We revised Table 8 and added the time unit.
## Reviewer 3
We thank the reviewers for their helpful comments.
> The proposed solvers can be understood as greedy solvers for the minimum cost multicut problem. Yet, a problem definition is not given in the paper.
>
We will add the definition of the multicut problem. We agree that some of the algorithms (GAEC, GreedyFixation, GASP Average) can be understood as greedy solvers. However, it is not the case for all of them: those based on Max or Min linkage do not necessarely decrease the multicut objective function at every iteration. Only the Mutex Watershed was shown to optimize an objective closely related to the multicut problem [89, Wolf et al., 2020].
> The proposed algorithm GASP is very similar to GAEC proposed in Keuper et al., ICCV'2015, while it proposed to compare different greedy strategies. Previous follow-up works of Keuper et al. also tested alternative strategies. Especially the balanced edge contraction strategy in Kardoost et al, ACCV2018 is very similar to the proposed maximum average strategy. Yet, a comparison is missing.
>
We agree that this would be a meaningful comparison, but given the week for the rebuttal, we were not able to run the corresponding experiment in time.

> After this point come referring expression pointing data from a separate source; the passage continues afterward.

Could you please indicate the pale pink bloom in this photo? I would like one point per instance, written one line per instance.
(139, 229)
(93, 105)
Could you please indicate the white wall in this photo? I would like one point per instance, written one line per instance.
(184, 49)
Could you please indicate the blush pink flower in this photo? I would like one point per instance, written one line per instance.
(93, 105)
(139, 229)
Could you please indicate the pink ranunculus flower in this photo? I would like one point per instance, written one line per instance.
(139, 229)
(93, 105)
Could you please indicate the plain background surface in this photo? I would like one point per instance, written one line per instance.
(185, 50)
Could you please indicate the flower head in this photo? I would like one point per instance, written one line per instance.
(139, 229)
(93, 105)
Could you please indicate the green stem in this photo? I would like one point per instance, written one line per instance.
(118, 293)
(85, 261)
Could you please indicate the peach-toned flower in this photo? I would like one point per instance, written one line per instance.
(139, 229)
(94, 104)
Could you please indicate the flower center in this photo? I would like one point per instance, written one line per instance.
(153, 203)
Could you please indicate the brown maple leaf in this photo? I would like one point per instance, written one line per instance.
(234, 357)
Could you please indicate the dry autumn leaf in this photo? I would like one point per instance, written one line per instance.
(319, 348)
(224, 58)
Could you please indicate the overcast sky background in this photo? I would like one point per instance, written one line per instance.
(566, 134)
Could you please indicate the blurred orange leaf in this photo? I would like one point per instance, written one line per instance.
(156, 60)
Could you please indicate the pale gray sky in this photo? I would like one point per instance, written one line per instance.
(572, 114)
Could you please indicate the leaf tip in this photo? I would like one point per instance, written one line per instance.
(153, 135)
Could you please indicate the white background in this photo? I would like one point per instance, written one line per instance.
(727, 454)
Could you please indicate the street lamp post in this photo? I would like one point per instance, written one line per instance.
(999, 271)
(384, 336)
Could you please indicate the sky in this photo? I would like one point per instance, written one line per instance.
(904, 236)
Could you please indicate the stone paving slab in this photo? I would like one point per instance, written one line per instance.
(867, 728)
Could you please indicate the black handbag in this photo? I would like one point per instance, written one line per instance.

**TODO: test balanced edge contraction on Cityscapes (and CREMI?)**
> A comparison to other greedy strategies such as the fusion moves approach (Beier et al.,ECCV 2016) or KLj (Keuper et al., ICCV 2015) is also missing and desirable, especially on the Cityscapes Instance segmentation example.
>
We are grateful for the suggestion. However, fusion moves approach and KLj are usually applied to smaller images or superpixels graphs, because they are computationally expensive. Given the time we have for the rebuttal, it is not feasible to run this comparison on the Cityscapes dataset.
**TODO?**
> Decomposition problems on signed graphs can be evaluated by the cost of the resulting cut. These numbers should be reported in tables 2 and 4, in addition to the application driven segmentation metrics.
>
We will add the numbers to Tables 2 and 4.
> In general, I wonder why these methods are not evaluated on seminal benchmarks such as the OpenGM benchmark (http://hciweb2.iwr.uni-heidelberg.de/opengm/index.php?l0=benchmark).
>
The focus of our paper is on pixel grid graphs from images. An additional comparison with OpenGM would be possible and we will consider it for future work, but it seems to be out of the scope of this study.